Dominique Courtin of Domaine Marie Courtin in the Cotes de Bar farms one small plot, from which she makes four cuvees. Her Concordance 09, made with no added sulphites at all is now firmly on my list of wines that everyone needs to try. There is something almost other worldly about the texture of the wines mousse. Being finer than any other Champagne I’ve yet tasted. On discussing this with her, she thinks it’s because the wild yeast strains are able to survive and prosper in the mostly sulphite free medium of the wine in a different way to that found in normal secondary fermentations.
Also in the Cotes de Bar is Jean-Pierre Fleury, 20 years of biodynamics at his domaine have given him an unrivalled understanding of how his terroir really behaves. For me their Rose de Saignee is the wine that knocks me over, showing as the very best Rose de Saigness occasionally do a beautiful Pinot Noir like bouquet. Imagine a glass of De Montille Burgundy but with a delicate mousse and a great quiver of electrical like acidity.
Friends Benoit Tarlant and Benoit Laheye from either side of Epernay, Ouilly and Bouzy respectively, have each taken slightly different approaches towards looking at their terroir. Benoit Laheye, biodynamic since 2008 makes a startlingly expressive blanc de noir, while Tarlant has been making a selection of single vineyard Champagnes since long before they started to become the flavour of the month. What’s more the house has been focusing on zero dosage since the 70’s, allowing them to comprehensively disprove any doubts regarding zero dosage wines ability to age with grace and elegance.

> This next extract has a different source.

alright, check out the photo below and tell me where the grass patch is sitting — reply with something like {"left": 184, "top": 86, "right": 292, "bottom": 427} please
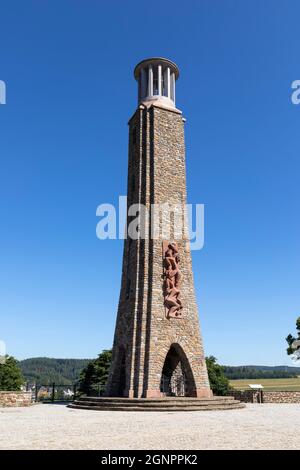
{"left": 230, "top": 377, "right": 300, "bottom": 391}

|Benoit Tarlant and his barrels|
The charming Francoise Bedel, who sadly won’t be in London for RAW fair, her son in law is going instead as he speaks better English, is another of the Champenois who are seeking to rescue the region from the chemical atrocities committed during the 70s and 80s with her entirely biodynamic estate. Based in the Marne Valley, they have quite a lot of Pinot Meunier and show it off to lovely extent in their cuvee ‘Entre le ciel et terre’, between the sky and earth. Which for want of a better description is basically a liquid sonnet to the principles and beliefs of biodynamic vine growing and the unique ability of the vine to transcript the subtleties of the terroir from which it comes.
All these growers will be at RAW fair in London towards the end of May, and I can’t stress enough how much I’d recommend meeting them and tasting with them. If only to completely change your perception of Champagne and what its individual terroirs have to offer.